Seventeen video games based on Hirohiko Araki's manga and anime series JoJo's Bizarre Adventure, which began serialization in the weekly shōnen manga anthology Weekly Shōnen Jump in 1987, have been released. The first game, which was released on March 5, 1993, and uses the series' title, is a role-playing video game released for the Super Famicom. It is based on the third part in the series, Stardust Crusaders. On December 18, 1998, Capcom released a fighting game in arcades, which was also adapted from Stardust Crusaders. The game was titled JoJo's Bizarre Adventure. In 1999, an updated version titled JoJo's Bizarre Adventure: Heritage for the Future was ported to the PlayStation on October 14 and the Dreamcast on November 25, and in 2012, a high-definition version was released for PlayStation Network and Xbox Live Arcade on August 21 and August 22, respectively.

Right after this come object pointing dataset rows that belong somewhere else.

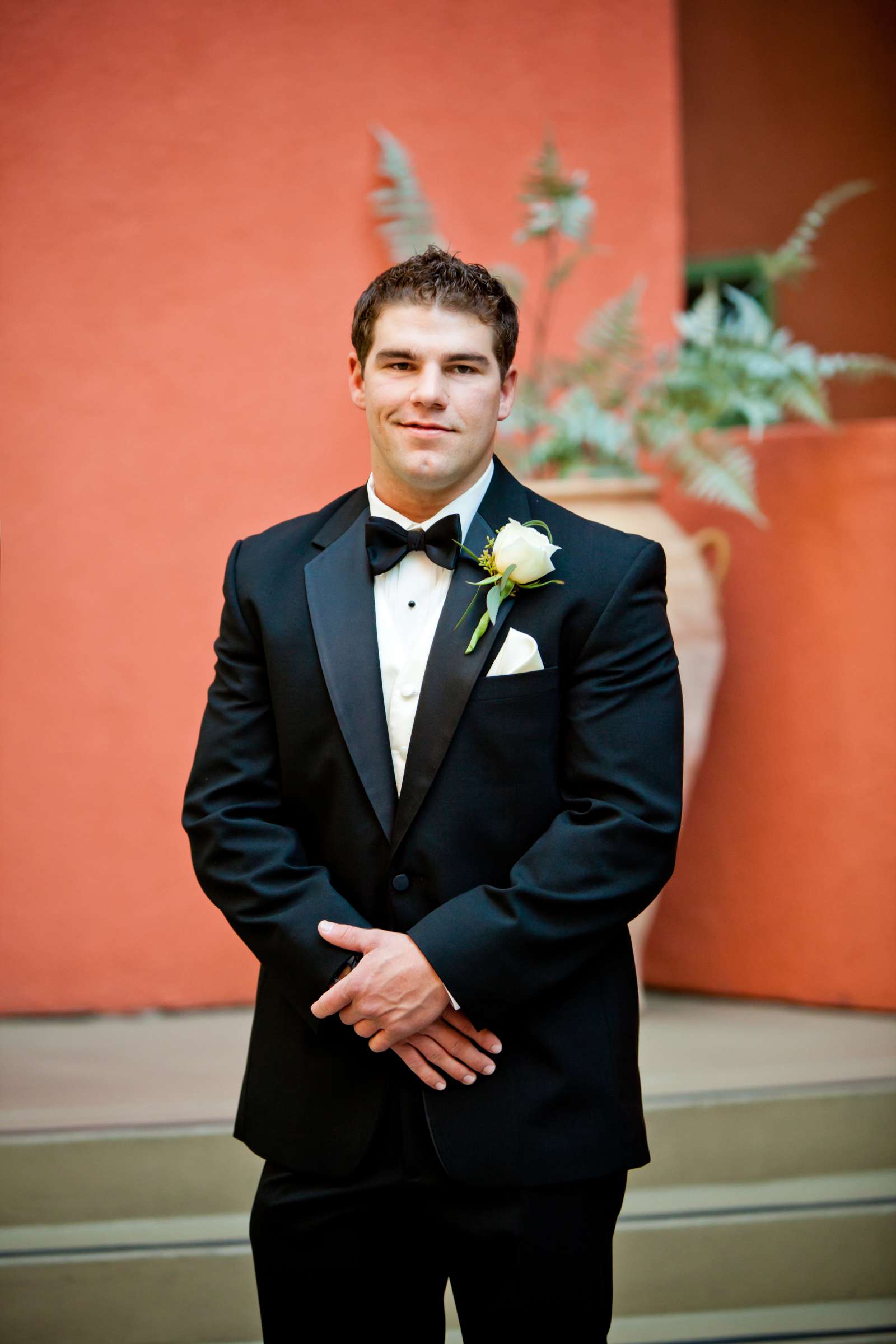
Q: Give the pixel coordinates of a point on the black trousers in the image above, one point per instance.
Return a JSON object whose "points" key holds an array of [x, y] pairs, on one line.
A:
{"points": [[374, 1252]]}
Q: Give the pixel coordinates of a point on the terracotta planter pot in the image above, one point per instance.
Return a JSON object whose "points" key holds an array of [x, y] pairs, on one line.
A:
{"points": [[693, 604]]}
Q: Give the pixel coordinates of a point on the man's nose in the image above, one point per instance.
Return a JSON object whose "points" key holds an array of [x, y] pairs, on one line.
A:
{"points": [[430, 388]]}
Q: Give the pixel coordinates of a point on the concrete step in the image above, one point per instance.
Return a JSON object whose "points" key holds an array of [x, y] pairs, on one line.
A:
{"points": [[63, 1177], [810, 1323], [684, 1249]]}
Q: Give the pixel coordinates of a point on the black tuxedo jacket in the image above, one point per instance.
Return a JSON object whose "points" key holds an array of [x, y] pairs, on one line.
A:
{"points": [[539, 814]]}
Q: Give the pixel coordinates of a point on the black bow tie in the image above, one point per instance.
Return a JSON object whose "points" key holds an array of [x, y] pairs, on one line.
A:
{"points": [[388, 542]]}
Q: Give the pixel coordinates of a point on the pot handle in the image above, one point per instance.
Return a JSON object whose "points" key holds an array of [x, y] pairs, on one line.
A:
{"points": [[713, 539]]}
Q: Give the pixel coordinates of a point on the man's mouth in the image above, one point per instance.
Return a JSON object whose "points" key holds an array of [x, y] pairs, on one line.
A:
{"points": [[425, 428]]}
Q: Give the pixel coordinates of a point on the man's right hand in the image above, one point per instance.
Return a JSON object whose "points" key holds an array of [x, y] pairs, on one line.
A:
{"points": [[448, 1042]]}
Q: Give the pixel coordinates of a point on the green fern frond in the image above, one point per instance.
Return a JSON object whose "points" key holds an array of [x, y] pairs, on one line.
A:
{"points": [[408, 220], [857, 367], [794, 257]]}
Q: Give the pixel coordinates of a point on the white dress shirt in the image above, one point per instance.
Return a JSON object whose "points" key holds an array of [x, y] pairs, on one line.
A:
{"points": [[409, 603]]}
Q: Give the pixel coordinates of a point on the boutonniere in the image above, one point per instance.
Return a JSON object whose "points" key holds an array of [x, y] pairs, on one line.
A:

Another Capcom game, titled GioGio's Bizarre Adventure, based on JoJos fifth story arc, Golden Wind, was released for the PlayStation 2 on July 25, 2002, and used 3D environments. On October 26, 2006, JoJo's Bizarre Adventure: Phantom Blood, which was based on the eponymous first arc of the series, was released for the PlayStation 2. The game was developed by Anchor Inc. and published by Bandai. At a July 5, 2012 press conference celebrating the series's 25th anniversary, Araki announced JoJo's Bizarre Adventure: All Star Battle for the PlayStation 3, developed by CyberConnect2 and published by Bandai Namco Games. Released on August 29, 2013, All Star Battle is a fighting game in which the cast is categorized by "Battle Styles", which determine what moves the player can execute via the "style" button. The same developer and publisher would later release JoJo's Bizarre Adventure: Eyes of Heaven in Japan on December 17, 2015. In 2017, a mobile game was released in Japan to commemorate JoJos 30th anniversary. The game featured free manga panels available in black-and-white and in color, and included a virtual pet game starring Iggy, a Boston Terrier who serves as one of the main characters of Stardust Crusaders. In the summer of 2019, a battle royale arcade game titled JoJo's Bizarre Adventure: Last Survivor was scheduled to be released, but it was not released in arcades until December 18, 2019.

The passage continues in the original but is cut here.